His fists started opening and closing, like he was going to have a seizure or something. His face was beet red and his sweaty jowls shook.
“You tell me you’re sorry,” I said. “I won’t make you do it. Admit what you did and—”
“I didn’t mean to kill her. She asked for that.”
“I should have stopped you. She deserved better than you. She—”
“Karen was a fat-assed slut,” he spat. “I warned her what would happen, and she didn’t listen.”
I didn’t say anything. I wanted to be tough, but I was crying and I couldn’t stop. I couldn’t believe he could just stand there and say those things after what he’d done. He wasn’t even sorry. He’d killed her, and he knew she was my best friend, and he still kept saying those things….
“How many times did the bitch have to get slapped before she fucking figured it out? Did she fucking want to get hurt?”

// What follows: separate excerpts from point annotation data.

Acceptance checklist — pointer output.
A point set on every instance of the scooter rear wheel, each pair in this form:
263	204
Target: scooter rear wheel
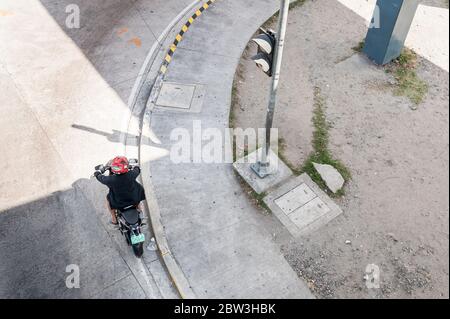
138	250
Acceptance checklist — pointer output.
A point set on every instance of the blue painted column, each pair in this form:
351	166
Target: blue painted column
390	26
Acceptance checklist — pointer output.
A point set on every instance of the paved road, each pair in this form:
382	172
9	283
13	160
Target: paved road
64	98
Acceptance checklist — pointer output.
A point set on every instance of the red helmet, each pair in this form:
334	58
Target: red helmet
119	165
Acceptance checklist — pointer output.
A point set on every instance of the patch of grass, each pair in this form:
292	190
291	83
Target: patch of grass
408	82
257	199
281	151
403	69
321	153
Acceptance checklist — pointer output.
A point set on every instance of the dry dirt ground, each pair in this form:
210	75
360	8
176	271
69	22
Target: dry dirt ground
396	207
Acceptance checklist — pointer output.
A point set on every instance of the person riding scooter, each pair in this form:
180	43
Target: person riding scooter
124	190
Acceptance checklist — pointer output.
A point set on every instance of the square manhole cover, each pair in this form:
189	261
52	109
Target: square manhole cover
309	213
295	199
176	95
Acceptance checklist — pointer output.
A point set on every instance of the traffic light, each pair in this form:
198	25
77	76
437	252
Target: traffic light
264	59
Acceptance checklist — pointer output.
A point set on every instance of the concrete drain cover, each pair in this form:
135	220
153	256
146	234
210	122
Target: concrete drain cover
302	206
181	97
176	95
295	199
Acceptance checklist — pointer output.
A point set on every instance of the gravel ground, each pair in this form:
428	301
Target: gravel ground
396	212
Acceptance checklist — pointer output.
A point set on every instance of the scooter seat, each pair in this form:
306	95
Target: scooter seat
131	216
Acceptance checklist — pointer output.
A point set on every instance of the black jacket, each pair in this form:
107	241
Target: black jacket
124	190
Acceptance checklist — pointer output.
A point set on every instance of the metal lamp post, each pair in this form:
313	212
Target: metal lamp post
263	168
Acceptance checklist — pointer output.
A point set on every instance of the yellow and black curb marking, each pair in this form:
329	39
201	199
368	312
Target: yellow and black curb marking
179	37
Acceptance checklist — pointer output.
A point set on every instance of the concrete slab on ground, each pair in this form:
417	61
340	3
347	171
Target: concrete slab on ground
181	97
301	206
261	185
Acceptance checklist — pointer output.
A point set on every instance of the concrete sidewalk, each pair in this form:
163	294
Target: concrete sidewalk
214	232
64	96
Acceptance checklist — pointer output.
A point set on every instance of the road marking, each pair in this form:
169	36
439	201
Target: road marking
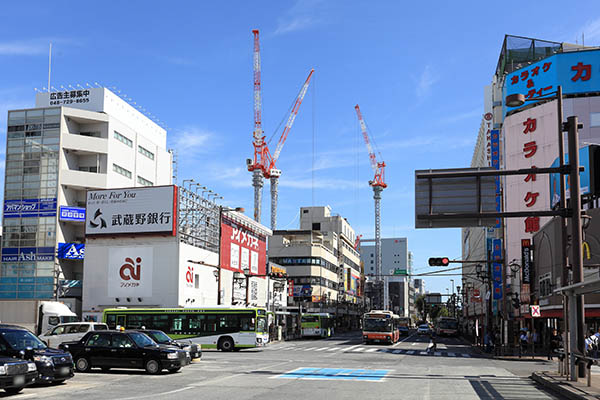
373	375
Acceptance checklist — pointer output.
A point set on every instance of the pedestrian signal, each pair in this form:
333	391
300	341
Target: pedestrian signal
439	261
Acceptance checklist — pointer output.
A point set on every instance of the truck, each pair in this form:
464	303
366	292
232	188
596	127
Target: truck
37	316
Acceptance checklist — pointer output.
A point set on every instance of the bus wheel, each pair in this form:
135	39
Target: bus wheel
226	344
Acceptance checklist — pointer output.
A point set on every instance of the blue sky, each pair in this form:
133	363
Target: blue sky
416	70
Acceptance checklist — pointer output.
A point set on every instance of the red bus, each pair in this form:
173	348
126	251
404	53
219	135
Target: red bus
381	326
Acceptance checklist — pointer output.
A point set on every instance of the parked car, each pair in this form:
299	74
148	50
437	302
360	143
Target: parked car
424	329
70	332
124	349
160	337
15	374
53	365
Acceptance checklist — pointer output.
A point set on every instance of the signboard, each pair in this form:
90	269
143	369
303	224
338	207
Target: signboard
132	211
453	196
76	214
526	267
242	248
497	269
16	254
130	272
30	208
571	70
73	251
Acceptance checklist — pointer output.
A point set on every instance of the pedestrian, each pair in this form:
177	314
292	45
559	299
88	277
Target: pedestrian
555	344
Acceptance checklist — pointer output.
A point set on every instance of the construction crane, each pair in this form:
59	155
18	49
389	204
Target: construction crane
263	164
378	184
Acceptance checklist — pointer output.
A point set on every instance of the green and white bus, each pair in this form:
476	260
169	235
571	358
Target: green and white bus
317	324
223	328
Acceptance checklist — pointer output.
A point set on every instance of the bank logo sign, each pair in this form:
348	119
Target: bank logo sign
72	251
76	214
131	211
130	272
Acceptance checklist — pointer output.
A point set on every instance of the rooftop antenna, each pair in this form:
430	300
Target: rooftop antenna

The others were back there somewhere, watching me. They were watching me stand there and cry with my face in my hands while the man who killed my friend shit all over her. The wind picked up and blew my hair in front of my face, covering it up so no one could see me.
“Cry all you want, you fucking stupid, ugly bitch,” I heard him say. “She was fine before she met you. You had to get her going. You weren’t happy until she got put in her place. This happened because you—”
I didn’t think about what I did before I did it. My eyes were covered by my hands and my hair covered my face, but I could see the part of him that mattered as clear as day. The storm of colors floated there in the dark like a ghost of him, and all at once they got clearer than I’d ever seen them before. I stopped crying, and while he spit and yelled, I reached past the reds and yellows and all of his violence and anger and hate. I reached in as deep as I could, until everything was gone except a single hot, white band. Everything else was connected to it. It was the source of everything he thought and everything he was. It was the source of everything he’d ever done and would ever do.